Trial [pun] Photography

This year since I sold my Beta I have turned up at a few trials to take photographs for use on the RRND website and in the magazine. Some of you will have featured in a few of these, either looking brilliant, feet on pegs on a difficult climb etc or perhaps ignominiously jumping/falling off your bike or caught with a foot planted firmly on the ground.

As the bikes are on the move and faces usually in shade it is necessary to use the flash to get a good photo. Well it is with my limited skills although no doubt Don Morley could do better with a Brownie box camera! For those readers under 50 years old a Brownie was half the size of a shoe box with a lens the size of a pea. Anyway, I hope the flash is not too intrusive and that you'll be pleased if I manage to catch a good photo of you. If you do find your concentration is broken by the camera then by all means have a word and I'll not take any photographs of you.

Of course I miss the challenge of actually riding in trials but there is a certain satisfaction to be had when I manage to take an action photo which is in focus, at the correct exposure and the rider is close enough to be identifiable.
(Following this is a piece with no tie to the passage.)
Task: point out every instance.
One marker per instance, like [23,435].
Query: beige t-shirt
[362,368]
If you are still waiting for such a photo of you doing something incredible with your bike against all the odds, or even just not falling off it, then you might not be too surprised to learn that many do not satisfy all these three criteria and are not saved!
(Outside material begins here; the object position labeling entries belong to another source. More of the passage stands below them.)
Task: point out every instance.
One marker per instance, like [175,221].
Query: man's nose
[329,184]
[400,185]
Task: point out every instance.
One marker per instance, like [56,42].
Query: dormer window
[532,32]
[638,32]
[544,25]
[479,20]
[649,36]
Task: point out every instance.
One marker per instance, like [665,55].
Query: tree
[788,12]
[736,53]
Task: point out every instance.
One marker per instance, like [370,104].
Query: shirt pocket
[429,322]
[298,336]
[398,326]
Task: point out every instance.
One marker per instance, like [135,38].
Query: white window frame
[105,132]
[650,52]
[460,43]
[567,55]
Another challenge is to catch someone with their foot actually on the ground. Of course such occurrence are usually too fleeting to record due to the lag of the flash going off. (Digital cameras do have their drawbacks). Fortunately at the last evening trial Pete Jenkins was cooperative enough to put a foot down three times for dabs long enough for me to have made an oil painting. Here is one of him doing a left footer. I'll not include the others as it would misrepresent the riding skills he has managed to pick up from me over the years. The following photo of Rob Sherlock descending the same slope shows how Pete got it all so horribly wrong! He used his middle finger on the brake and not his nose picking finger!
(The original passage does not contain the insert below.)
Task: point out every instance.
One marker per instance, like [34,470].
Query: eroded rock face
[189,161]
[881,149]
Just to prove the photo of Pete was not a complete fluke, here is another of a rider in a much more precarious position, (no names to protect the innocent)! I'm please to say that to his credit he actually did make it safely over the top.

It is fun taking photos like these and if you can't get on a bike for one of our trials why not turn up with your camera instead. I'm sure David is always looking for super photos for the magazine.